Ce dernier est en effet dans l’expectative à mesure qu’approche la future présidentielle, qui doit être organisée d’ici un an. Si la candidature du président de la transition Mahamat Idriss Déby Itno est très probable, rien n’indique en effet qu’il se lancera sous la bannière du MPS. Plusieurs sources à N’Djamena affirment même qu’il s’apprêterait à lancer, dans les prochains mois, un nouveau parti politique pour porter ses ambitions.

Le bon coup de Déby Itno ?

Mahamat Idriss Déby Itno est en tout cas le premier artisan du retour de Succès Masra au Tchad. Alors qu’une partie de son entourage s’était opposé à ce scénario – notamment son directeur de cabinet, Idriss Youssouf Boy -, le président de transition a ainsi estimé opportun d’offrir ce gage à ses partenaires internationaux, tout en espérant contrecarrer les plans des probables futurs adversaires que sont Saleh Kebzabo et Albert Pahimi Padacké.

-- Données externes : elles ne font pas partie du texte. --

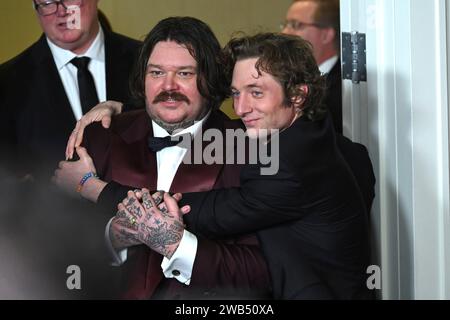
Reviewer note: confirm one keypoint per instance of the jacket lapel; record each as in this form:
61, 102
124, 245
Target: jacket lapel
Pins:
55, 98
133, 164
198, 177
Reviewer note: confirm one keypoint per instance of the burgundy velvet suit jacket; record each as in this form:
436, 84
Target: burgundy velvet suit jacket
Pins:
232, 268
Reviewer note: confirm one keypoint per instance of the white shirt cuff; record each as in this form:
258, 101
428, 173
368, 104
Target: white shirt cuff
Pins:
182, 262
118, 257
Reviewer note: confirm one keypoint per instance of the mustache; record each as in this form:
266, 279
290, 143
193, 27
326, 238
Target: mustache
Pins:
171, 95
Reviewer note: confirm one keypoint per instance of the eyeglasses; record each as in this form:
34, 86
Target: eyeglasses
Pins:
297, 25
48, 8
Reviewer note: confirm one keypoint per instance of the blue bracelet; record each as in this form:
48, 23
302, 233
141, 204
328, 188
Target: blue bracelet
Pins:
85, 178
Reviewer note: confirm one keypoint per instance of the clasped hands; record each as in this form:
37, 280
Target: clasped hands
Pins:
154, 220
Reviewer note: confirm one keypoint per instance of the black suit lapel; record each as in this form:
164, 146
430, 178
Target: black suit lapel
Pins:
55, 104
118, 64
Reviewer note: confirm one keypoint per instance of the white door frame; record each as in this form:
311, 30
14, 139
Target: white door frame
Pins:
401, 115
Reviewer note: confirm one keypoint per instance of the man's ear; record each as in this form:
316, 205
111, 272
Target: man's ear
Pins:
298, 100
328, 35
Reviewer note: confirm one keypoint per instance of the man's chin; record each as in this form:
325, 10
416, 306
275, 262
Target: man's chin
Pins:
258, 133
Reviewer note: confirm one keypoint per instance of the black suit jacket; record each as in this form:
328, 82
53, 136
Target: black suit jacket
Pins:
36, 117
311, 217
333, 98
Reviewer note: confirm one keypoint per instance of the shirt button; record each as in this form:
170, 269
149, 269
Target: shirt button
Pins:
176, 273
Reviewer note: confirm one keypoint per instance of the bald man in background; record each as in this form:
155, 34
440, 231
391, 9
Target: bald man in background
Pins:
317, 21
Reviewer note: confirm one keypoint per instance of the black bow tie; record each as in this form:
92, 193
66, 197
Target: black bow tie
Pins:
156, 144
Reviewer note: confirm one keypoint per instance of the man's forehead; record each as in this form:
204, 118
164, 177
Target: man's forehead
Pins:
171, 53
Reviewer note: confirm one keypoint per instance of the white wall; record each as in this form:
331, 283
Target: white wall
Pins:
401, 114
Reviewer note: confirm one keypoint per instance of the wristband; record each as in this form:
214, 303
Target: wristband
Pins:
85, 178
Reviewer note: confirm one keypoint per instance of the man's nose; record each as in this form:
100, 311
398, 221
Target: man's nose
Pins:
61, 10
241, 106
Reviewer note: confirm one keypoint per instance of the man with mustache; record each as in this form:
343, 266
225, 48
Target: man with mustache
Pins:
182, 85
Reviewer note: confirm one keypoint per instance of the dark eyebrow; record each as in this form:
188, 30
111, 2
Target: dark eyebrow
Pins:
249, 86
178, 68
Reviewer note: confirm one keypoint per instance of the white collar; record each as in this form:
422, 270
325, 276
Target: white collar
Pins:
327, 65
96, 51
160, 132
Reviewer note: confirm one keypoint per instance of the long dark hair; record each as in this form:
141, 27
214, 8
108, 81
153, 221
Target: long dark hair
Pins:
202, 45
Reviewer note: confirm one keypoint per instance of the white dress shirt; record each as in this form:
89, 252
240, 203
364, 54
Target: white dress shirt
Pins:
68, 72
168, 160
326, 66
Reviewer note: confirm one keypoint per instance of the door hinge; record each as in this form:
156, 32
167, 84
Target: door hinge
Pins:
354, 56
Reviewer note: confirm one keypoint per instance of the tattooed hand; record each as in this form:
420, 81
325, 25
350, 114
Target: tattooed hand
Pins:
155, 224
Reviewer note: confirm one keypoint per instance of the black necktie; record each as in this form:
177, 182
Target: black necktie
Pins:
86, 84
156, 144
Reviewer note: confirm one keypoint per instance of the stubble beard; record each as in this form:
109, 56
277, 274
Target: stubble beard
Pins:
172, 127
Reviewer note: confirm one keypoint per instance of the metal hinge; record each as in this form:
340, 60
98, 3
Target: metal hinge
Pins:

« C’est un signal envoyé aux Français et aux Américains, mais Mahamat Idriss Déby Itno n’a surtout pas grand-chose à perdre, affirme notre source proche du gouvernement. En rentrant à N’Djamena, et même si on ne sait pas encore quel rôle il va accepter de jouer, Masra rentre dans le rang. Son retour devrait mécaniquement diviser les voix du Sud et venir gêner Kebzabo. » Plus de doute : à N’Djamena, la pré-campagne pour la présidentielle est bien lancée.